A better solution here is to use the help of micromechanical modelling approaches to specify material behaviour on a constituent level that is summarized in [32,54,55], and that will provide more reliable results compared with experimental ones and reduce the need for new sets of tests. More precisely, the employment of concurrent material and structural design applying multiscale models comes in since viscoelastic creep damage models and rheological behavior of MDF material are considered [56]. Here, we mean the time-dependent mechanical repose of MDF on a constant load considering the influence material´s density as well as fiber orientation, and the existence of voids and interfaces in the material microstructure. More importantly, the macroscale computational techniques used in this work do not take into consideration the very significant dependence of mechanical properties on the moisture and temperature. This, as demonstrated in this work, should be included in the computations to precisely predict mechanical material characteristics such as strength, toughness and elasticity as well as to predict the damage mechanism of the panel product.

4. Conclusions

The results obtained in this study showed that, due to the lower hygroscopicity of Medite Tricoya^® samples, they absorbed less moisture and became more dimensionally stable even at the highest humidity condition. This MDF type can also retain its IB strength after an accelerated aging test. However, IB strength, MOE_stat and MOR_stat were reduced from dry to humid conditions. At the highest humid condition (85% RH), strength and stiffness values did not differ significantly between parallel and perpendicular samples. In addition, multiple regression models were developed from MOE_dyn and RH to predict the strength and stiffness of Medite Tricoya^® MDF. In both parallel and perpendicular directions, highly significant relationships were observed. Developed models could predict the MOE_stat and MOR_stat values of Medite Tricoya^® MDF samples at any humid conditions, which produced an excellent fit to the measured values.
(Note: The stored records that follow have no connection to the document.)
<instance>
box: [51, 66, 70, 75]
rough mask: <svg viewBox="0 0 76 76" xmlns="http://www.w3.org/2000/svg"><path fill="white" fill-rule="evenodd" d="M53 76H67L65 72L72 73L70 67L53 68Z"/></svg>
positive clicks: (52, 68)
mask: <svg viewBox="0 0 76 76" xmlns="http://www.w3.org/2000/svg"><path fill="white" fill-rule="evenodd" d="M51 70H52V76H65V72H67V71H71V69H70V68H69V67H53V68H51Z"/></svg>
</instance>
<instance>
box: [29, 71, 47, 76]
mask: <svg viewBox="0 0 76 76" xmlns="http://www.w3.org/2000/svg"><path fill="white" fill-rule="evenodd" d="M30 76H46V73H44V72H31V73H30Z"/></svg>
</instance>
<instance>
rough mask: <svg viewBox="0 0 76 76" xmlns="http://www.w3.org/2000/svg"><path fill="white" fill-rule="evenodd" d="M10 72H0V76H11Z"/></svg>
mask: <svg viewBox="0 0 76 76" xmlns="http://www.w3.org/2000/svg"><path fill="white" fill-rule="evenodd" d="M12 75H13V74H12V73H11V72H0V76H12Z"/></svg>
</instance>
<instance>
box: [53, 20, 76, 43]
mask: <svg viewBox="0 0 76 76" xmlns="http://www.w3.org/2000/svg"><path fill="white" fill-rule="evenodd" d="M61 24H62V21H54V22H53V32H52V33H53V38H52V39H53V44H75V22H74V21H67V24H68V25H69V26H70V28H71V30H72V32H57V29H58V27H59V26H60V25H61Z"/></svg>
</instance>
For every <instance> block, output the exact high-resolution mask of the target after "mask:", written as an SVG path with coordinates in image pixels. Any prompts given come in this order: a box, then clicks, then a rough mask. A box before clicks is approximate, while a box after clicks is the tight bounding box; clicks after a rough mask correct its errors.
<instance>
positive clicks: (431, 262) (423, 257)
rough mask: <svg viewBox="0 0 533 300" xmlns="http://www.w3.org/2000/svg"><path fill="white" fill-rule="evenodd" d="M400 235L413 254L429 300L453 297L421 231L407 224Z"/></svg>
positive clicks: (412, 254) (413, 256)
This experimental outcome could ensure reliable and safe predictions of Medite’s Tricoya^® MDF strength and stiffness properties for intended end uses.

This study also showed that employing macroscale computational modelling approaches that are nowadays broadly used in engineering practice, such as quasi-static stress/displacement (T1) and extended finite element (T2) techniques, are not sufficient to obtain reliable results for MDF. These modelling methods are highly efficient and fast, but low in fidelity. Therefore, in future work, it is necessary to employ more precise multiscale models to secure more efficient material and structure design approaches. Additionally, multiscale models will reduce the necessity to set up new testing whenever we need to change the components proportion or component material in composite material.